ご来賓の皆さん、平和活動家の皆さん、
山口仙二さん、松谷英子さんと下平作江さんのお話を聞き、私は悲しみと怒りと感謝と希望が入り混じる想いでした。悲しみ——というのは、あの運命の日に奪われた光と未来を取り戻すことはできないからです。怒り——というのは、極悪非道な罪を犯した者たちが今なお反省しておらず、核兵器開発を続けているからです。感謝——というのは、困難にぶち当たったとき彼らの証言は私たちに力を与えつづけてくれるからです。平和と正義に対する自らの誓いに誠実になる力を与えてくれるのです。希望——というのは、若者にその経験が伝えられ、彼らがそれに対して情熱と、創り出す力と、ゆるぎない誓いをもって応えているからです。

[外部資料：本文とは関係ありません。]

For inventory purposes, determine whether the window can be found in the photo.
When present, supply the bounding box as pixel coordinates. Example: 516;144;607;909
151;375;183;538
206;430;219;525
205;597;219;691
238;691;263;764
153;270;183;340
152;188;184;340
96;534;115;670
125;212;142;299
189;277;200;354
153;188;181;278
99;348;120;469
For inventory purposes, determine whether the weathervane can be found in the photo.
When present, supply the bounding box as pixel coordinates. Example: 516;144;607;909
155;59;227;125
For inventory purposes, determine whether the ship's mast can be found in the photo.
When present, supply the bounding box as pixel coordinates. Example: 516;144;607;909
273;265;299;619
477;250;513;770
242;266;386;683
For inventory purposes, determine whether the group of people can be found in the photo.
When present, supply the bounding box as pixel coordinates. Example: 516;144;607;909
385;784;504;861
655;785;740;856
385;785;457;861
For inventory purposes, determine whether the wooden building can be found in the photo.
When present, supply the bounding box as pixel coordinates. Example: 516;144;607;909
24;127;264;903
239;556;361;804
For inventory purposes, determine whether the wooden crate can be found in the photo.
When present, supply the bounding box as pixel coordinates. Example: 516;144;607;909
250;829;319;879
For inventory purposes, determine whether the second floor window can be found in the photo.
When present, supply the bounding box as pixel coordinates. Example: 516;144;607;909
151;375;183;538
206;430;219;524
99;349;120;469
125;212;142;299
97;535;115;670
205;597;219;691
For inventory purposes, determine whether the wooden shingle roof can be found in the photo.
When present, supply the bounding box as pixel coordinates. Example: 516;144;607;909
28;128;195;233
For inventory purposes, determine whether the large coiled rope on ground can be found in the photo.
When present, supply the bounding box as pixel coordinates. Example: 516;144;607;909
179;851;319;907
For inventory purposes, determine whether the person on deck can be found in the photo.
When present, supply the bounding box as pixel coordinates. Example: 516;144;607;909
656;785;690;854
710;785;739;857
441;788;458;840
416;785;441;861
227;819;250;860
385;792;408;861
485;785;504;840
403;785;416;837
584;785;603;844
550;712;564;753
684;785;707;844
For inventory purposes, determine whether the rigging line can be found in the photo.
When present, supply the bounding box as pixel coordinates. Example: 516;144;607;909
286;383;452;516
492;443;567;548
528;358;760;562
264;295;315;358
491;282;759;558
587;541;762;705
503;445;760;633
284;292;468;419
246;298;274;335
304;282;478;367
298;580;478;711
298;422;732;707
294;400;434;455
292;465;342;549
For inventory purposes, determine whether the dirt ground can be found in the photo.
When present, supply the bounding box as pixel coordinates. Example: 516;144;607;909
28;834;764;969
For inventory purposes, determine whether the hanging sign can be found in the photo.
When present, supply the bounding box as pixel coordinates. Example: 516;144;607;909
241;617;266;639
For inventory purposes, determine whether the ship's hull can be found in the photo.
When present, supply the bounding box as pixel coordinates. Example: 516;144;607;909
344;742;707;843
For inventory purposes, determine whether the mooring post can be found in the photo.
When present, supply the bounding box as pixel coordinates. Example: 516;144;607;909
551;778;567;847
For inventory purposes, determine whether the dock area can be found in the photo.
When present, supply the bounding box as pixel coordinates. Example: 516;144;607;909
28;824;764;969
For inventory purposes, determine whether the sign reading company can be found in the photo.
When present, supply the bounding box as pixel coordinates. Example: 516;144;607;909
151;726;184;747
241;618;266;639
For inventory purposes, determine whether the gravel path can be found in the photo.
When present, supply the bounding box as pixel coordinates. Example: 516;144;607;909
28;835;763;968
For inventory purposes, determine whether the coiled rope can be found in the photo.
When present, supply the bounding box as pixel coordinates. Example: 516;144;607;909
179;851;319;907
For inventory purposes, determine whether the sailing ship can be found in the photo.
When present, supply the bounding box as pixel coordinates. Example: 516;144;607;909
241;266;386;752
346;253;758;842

世界のたくさんの場所で市民による力強い運動が生まれているのを見ると、希望と力が湧いてきます。これらの運動は、いろいろな形で闘われていますが、共通しているのは、自分たちの目標を平和的で暴力によらないで達成しようという強い意志です。フィリピンはこうした運動が行われた国であり、その理由として、専門家達は1986年と、最近では2001年の国民による非暴力蜂起をあげています。この非暴力蜂起は、国民が自分たち自身を成長させ、広範な国民による自主的なネットワークを作る中で作り上げられてきたもので、それが彼らを、私たちが国内で、また国際的にも進めている運動の中で繰り広げられているまさにドラマの主人公としているのです。国内の多様な社会運動を反映して、様々な階層の人々が参加しました。そして彼らの運動は、これまでいろいろな闘いと運動に命を吹き込み、育んできた、非政府組織と草の根の運動により、具体化していったのです。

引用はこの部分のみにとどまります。